8. Aşk, sonucunda ne olacağının bilinmediği bir yola girmektir ve genelde bu yol aşığın hiç de istemediği yerlerde sona ermektedir. Gözünüzü açtığınızda bilmediğiniz sokaklar ve yaralar içinde uyanmak istemiyorsanız aşktan uzak durun.
9. Aşk gönüllü köleliktir. Âşık için tek önemli şey maşuğun istekleridir. Bu isteklerin saçma sapan olmasının hiç bir önemi yoktur. Tek gerçek sevgilinin ağzından çıkan sözlerdir. O halde aşk, insanı insan kılan aklın yok sayılmasıdır.
10. Aşk imkânsızdır. Her hâlükârda âşıklardan biri diğerinden daha fazla sever. Ve bu durum daha fazla seven için azap değildir de nedir?
11. Aşk doğaldır, evcilleştirilemez.
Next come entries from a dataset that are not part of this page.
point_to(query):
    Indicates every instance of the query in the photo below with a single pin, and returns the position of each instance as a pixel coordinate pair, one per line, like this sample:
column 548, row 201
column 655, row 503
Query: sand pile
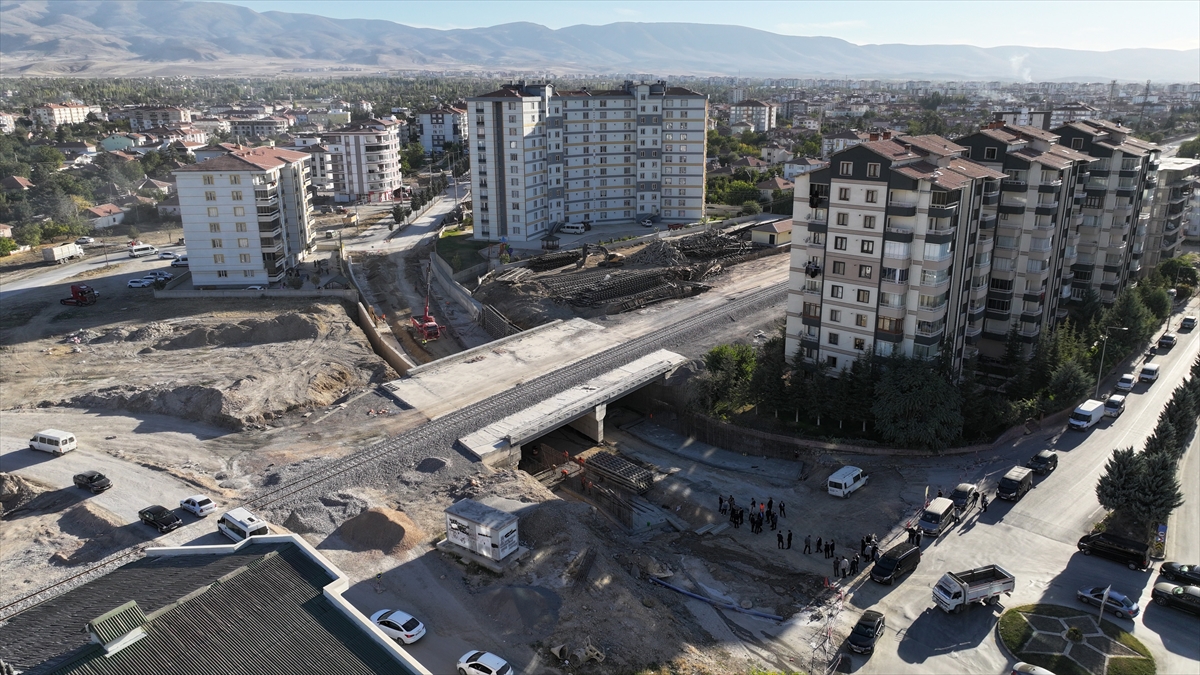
column 382, row 529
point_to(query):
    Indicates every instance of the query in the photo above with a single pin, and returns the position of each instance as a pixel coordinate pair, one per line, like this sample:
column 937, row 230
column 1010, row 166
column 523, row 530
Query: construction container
column 481, row 529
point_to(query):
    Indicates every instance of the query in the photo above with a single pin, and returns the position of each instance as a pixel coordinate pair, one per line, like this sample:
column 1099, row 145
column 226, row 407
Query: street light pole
column 1103, row 350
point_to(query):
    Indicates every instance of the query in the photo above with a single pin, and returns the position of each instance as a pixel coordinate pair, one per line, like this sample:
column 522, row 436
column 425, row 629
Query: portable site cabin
column 481, row 529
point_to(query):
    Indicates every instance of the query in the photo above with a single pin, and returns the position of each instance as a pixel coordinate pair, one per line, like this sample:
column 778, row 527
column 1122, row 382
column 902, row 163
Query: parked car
column 868, row 629
column 93, row 481
column 1180, row 572
column 160, row 518
column 1117, row 603
column 1127, row 382
column 198, row 505
column 1180, row 597
column 399, row 625
column 1043, row 463
column 483, row 663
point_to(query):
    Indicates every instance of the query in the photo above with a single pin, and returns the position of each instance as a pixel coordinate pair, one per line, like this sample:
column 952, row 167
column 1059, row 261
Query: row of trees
column 1141, row 489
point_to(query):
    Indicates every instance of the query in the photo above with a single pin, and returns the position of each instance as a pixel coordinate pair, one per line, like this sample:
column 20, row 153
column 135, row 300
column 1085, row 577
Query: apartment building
column 246, row 216
column 759, row 114
column 1036, row 227
column 365, row 161
column 53, row 114
column 885, row 252
column 1171, row 209
column 438, row 126
column 543, row 156
column 1114, row 223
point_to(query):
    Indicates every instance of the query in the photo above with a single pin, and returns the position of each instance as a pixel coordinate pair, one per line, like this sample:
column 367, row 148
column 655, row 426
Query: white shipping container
column 481, row 529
Evcilleşme sözkonusu ise aşk yoktur. Ama her âşık maşuğu tarafından evcilleştirilir!
12. Ebû Saîd-İ Ebu’l-Hayr hazretleri bir rubaisinde “Yârim bana hep neşter üstüne neşter vurur / ‘Vurma’ derim, inadına daha çok vurur. / Değil mi ki gönlümde yeri var gündüz gece / Korktuğum şu ki neşteri kendine vurur.” buyuruyor. Yani aşığın kendini düşünecek hali olmadığı gibi gece gündüz sevdiceğini düşünür ve çektiği bela ise yanına kâr kalır. Maşuk sabah akşam zulmetse de âşık yine de maşuğu kendinden çok düşünür ve sakınır. Fakat gerçek şu ki her aşk sonunda solacak. Solacak bir çiçek için bu kadar kahra değer mi?
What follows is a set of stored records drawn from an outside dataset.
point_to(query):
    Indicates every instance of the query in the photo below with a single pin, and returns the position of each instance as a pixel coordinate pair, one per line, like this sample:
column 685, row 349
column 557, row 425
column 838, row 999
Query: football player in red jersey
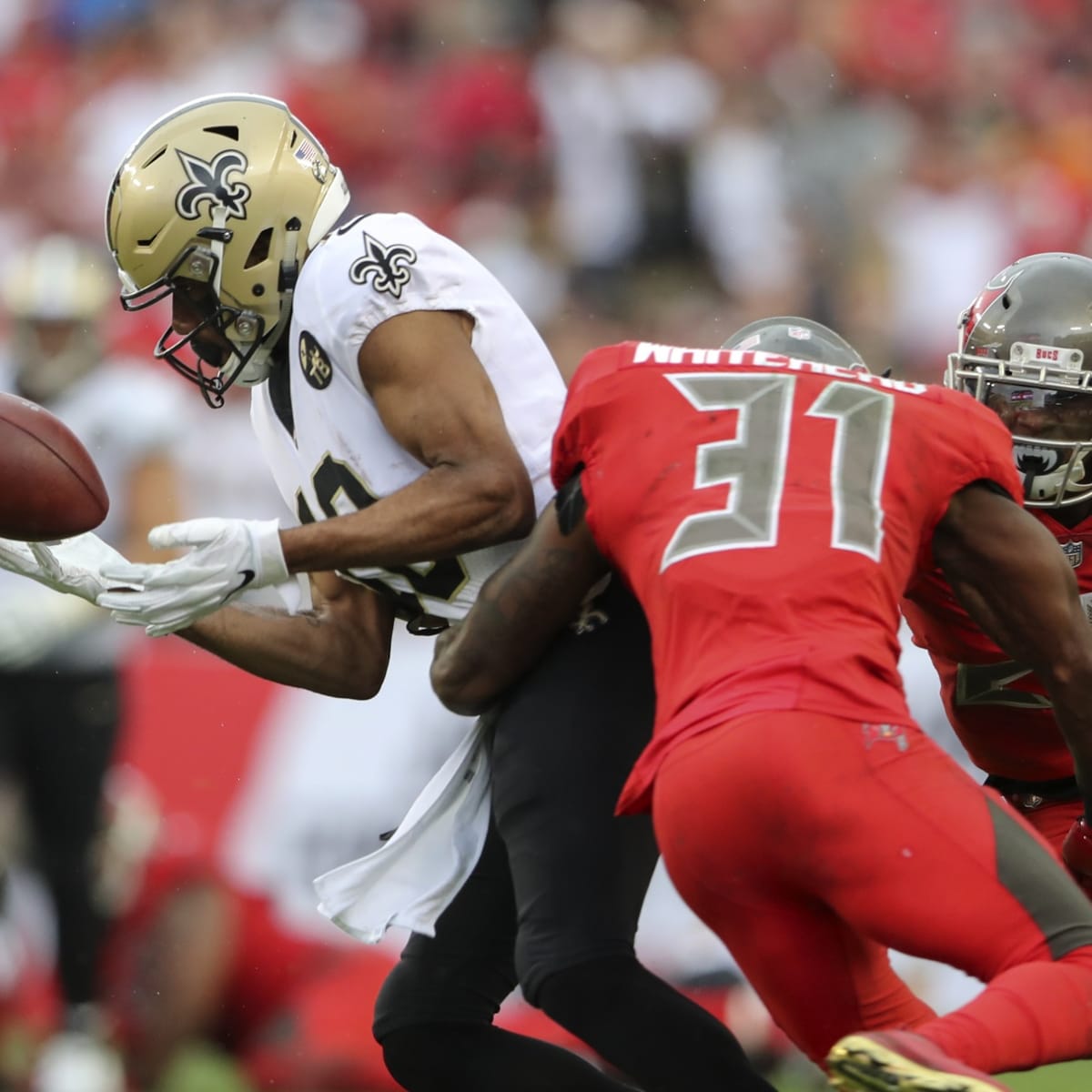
column 769, row 512
column 1026, row 350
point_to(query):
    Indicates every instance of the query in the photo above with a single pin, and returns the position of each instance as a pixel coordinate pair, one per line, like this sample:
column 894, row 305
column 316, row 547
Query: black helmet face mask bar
column 207, row 344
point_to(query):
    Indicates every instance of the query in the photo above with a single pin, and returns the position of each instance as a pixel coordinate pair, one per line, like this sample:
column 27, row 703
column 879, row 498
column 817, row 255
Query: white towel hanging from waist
column 410, row 879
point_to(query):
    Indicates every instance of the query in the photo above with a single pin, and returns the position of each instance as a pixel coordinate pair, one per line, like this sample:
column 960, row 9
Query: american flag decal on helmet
column 307, row 152
column 1075, row 551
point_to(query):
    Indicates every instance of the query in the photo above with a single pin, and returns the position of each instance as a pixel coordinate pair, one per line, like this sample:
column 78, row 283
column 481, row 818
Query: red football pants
column 811, row 844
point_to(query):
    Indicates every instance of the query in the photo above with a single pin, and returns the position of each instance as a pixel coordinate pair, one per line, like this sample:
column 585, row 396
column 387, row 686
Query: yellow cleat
column 901, row 1062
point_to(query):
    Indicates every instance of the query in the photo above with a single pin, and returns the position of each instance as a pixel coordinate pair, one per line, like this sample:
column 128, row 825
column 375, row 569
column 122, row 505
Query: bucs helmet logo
column 208, row 181
column 387, row 268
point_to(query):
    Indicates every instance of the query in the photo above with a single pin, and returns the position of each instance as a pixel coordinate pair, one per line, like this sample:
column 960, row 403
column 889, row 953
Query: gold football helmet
column 223, row 197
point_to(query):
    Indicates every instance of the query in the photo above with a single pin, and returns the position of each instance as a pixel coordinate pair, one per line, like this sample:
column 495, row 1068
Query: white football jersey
column 320, row 430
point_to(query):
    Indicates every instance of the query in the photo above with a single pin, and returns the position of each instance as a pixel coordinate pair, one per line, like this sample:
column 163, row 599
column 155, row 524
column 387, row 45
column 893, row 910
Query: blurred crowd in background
column 663, row 169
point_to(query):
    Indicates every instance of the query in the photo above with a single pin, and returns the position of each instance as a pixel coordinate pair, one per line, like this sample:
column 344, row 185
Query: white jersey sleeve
column 321, row 434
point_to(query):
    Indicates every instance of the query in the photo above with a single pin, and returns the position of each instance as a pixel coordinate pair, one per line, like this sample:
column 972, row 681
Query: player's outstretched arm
column 436, row 399
column 341, row 647
column 520, row 610
column 1008, row 572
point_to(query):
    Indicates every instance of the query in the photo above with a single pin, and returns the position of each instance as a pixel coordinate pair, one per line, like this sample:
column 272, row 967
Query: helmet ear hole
column 260, row 250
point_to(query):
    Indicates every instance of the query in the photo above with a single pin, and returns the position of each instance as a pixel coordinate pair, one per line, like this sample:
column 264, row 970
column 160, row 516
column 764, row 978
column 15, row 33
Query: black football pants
column 554, row 901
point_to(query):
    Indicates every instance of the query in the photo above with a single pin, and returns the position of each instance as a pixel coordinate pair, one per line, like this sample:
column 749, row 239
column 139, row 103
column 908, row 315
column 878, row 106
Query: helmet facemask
column 217, row 194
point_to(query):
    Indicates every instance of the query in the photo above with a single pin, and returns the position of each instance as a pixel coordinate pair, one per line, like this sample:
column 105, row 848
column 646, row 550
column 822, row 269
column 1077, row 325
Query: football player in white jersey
column 407, row 408
column 60, row 693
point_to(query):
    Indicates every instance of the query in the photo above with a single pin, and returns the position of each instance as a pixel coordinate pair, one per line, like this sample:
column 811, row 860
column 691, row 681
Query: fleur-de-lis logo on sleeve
column 387, row 268
column 210, row 181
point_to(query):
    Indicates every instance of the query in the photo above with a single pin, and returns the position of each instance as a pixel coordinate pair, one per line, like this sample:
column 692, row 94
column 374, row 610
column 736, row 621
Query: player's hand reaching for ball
column 225, row 558
column 74, row 565
column 1077, row 853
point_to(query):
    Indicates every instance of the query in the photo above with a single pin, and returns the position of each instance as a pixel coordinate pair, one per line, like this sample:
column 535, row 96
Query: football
column 50, row 485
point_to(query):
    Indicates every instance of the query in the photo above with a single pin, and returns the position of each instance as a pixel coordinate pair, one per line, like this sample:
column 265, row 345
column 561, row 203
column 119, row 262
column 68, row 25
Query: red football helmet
column 1026, row 350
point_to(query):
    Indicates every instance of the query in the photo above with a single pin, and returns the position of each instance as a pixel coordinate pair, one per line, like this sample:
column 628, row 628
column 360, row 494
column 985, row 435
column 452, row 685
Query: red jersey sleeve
column 981, row 449
column 584, row 391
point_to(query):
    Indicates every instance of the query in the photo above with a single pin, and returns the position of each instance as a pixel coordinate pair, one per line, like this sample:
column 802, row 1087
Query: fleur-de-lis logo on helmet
column 388, row 268
column 208, row 181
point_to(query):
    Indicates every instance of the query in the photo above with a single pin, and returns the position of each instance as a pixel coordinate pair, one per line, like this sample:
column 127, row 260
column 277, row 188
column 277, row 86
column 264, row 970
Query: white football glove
column 74, row 565
column 227, row 558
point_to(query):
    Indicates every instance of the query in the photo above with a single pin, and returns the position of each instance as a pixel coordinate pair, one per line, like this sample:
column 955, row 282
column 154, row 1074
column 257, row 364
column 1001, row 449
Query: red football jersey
column 998, row 708
column 768, row 513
13. Âşık olunca kavuşamıyorsun.
14. Mecnun sadece bir sanı/yanılgı yaşadı. Leylaya dair yaşadığının bir gerçekliği yoktu. Çünkü Mecnun bir ömür sadece Allah’ı sevdi ama ilk başlarda Leyla’yı sevdiğini sandı: “Ger ben ben isem nesin sen ey yâr / Ger sen sen isen neyim men-i zâr.” Mecnun aşkın hakikatini ve aslını anlayınca yüzünü Leyla’dan çevirdi. Çünkü Leyla’yı hiç sevmemişti.
15. Eğer âşık olduysanız yukarıda anlattığım 14 maddenin hiçbir önemi yok. Çünkü aşk, aklın iptalidir. Kişinin kendinde olmaması, sevgilinin hayaliyle nefes almasıdır. Aşk gözleri kapalı yaşamak ama yine dünyanın en mutlu insanı olduğunu düşünmektir.